Thursday, November 1, 2018

Life After ISIS




I have just returned from a week-long fact-finding mission to Mosul and Christian towns in Northern Iraq, to assess the status of U.S.-led reconstruction efforts after the battle to defeat ISIS.
During that time, I met with hundreds of local residents who returned to find their homes burned and looted by ISIS, or bombed into rubble by coalition airstrikes. I met with scores of church leaders and aide groups who are coordinating reconstruction efforts, and with Iraqi and U.S. government officials.
Nineveh was proselytized by St. Thomas in the first century AD. Many of the churches still conduct mass in Aramaic, the language of Jesus. These communities are among the oldest, continuously inhabited Christian centers in the world. As Christians living in the West, this is our homeland, as well. These are our people.
The physical destruction I witnessed can only be called Biblical, with 4th century churches and monasteries in Western Mosul reduced to heaps of rubble and stone. Some of the surrounding Christian villages remain uninhabited to this day. Others are gradually struggling to rebuild.

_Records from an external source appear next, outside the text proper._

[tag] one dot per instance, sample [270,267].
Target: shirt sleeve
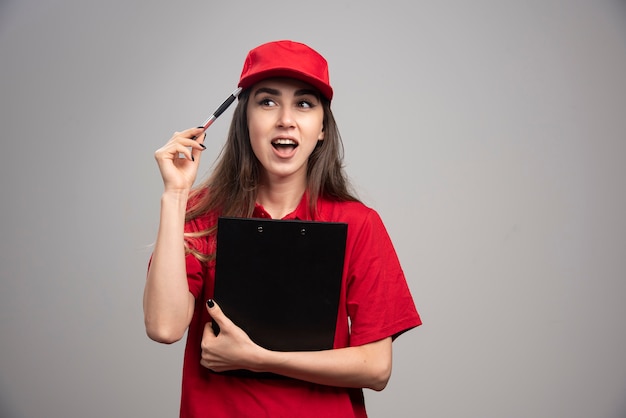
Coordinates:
[196,269]
[379,301]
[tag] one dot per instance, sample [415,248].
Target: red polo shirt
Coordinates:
[375,303]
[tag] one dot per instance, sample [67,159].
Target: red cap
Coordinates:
[286,59]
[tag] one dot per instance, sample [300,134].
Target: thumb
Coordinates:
[216,313]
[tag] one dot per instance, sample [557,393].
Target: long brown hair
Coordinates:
[231,189]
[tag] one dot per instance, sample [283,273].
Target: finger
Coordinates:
[217,314]
[208,331]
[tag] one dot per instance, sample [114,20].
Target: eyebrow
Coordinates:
[276,92]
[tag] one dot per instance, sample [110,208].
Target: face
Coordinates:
[285,122]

Fewer than half of the Christian families who lived in the Nineveh Plain surrounding Mosul to the north and east have returned. Many of them live with traumas hard to imagine for ordinary Americans. Some lost children, physically ripped from their arms by barbaric ISIS fighters and sold into sex slavery. Most of them lost their homes, their jobs, and their possessions.
Christians throughout the world should care about their fate, because this is where Christianity began.

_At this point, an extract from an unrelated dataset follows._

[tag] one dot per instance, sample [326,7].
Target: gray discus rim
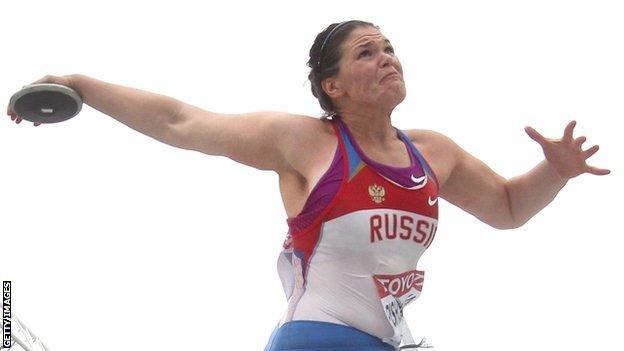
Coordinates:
[48,87]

82-year old Hannah stayed behind when ISIS swept into Telescof, a Christian village north of Mosul. “I never saw ISIS. I don’t know what is ISIS,” she told us. “I only saw local Arabs, our neighbors.”
Hannah was lucky: the Muslim fighters who seized her village and held it for eight days gave her food and water and let her live. Simply put, she was too old to be sold as a sex slave.

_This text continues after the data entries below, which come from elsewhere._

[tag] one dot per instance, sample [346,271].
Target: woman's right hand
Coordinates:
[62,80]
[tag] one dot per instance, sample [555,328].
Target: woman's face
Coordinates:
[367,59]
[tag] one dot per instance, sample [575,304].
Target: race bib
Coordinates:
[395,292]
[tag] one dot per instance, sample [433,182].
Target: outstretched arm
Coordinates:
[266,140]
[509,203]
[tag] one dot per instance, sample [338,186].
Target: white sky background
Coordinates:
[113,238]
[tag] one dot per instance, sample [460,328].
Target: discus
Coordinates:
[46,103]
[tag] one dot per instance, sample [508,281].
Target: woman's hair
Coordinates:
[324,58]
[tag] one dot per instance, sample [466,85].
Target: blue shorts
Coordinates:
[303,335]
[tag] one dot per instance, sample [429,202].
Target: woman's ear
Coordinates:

While Telescof changed hands several times between ISIS and the Kurdish peshmerga until it was finally liberated last year, local residents are still hesitant to return even though much of the town has been rebuilt with funds from the Chaldean Church and the Hungarian government.
“More than 1000 families have returned,” says Father Salar Boudagh, the local Chaldean priest. “But most of them came from other places. Of the 1500 Christian families here before ISIS, just 650 have returned.”
The reason? “The Arabs never really left,” says Father Salar. “They just shaved their beards and joined Hasht-e Shabi,” the Iraqi government-backed Muslim militias who roam the area, often terrorizing the population in the name of restoring security.
Christians entering Bartella are met with the black flags of the Shabak militias and a portrait of Ali, the 4th Caliph of Islam revered by Shiites. The Iranian Consul General recently paid a visit to inaugurate a Shiite elementary school. Posters advertizing the school in downtown Bartella bear the photo of Iran’s Supreme Leader, Ayatollah Khamenei.
“To us, these things are the same as ISIS. They use almost the same black flag,” said Father Behnam Benoka, 39, the Syrian Catholic parish priest.
“The dream of the Shabak is to make Bartella and the Nineveh plain a land for the Shabak. We cannot accept this,” he said.
For two centuries, Shabak primarily lived in villages on the outskirts of the Christian towns. Then in 2003-2004, the U.S. commander for Mosul, Gen. David Petraeus, resettled 2,000 Shabak families from Mosul into Bartella, changing the demography.
Although the town is historically Christian, going back two thousand years, Bartella now has a Shiite mayor, a Shiite town council, and Shiite heads of government services.
And they are exercising that new-found power brazenly. The Shabak militia, Brigade 30 of the Popular Mobilization Forces, stormed a health clinic built and operated by Samaritan’s Purse last year and simply confiscated it. “They took it over! So now it is a base for them,” Father Benoka said.
“I am sounding the alarm,” he warned. “If there is no solution to the Shabak problem, Christians will be gone.”
Reminders of the ISIS occupation can still be seen in bombed out houses, many of them with ISIS members still buried beneath slabs of collapsed concrete inside.
Everyone believes this area is on the verge of a tipping point: a bit more aide, a bit more reconstruction, and more people will come back. But a renewal of jihadi violence – from Shabak militias or ISIS – and they will flee.
In an upcoming report, I will detail the extraordinary efforts by U.S. AID, following the directive of Vice President Mike Pence, to tip the scales in favor of return.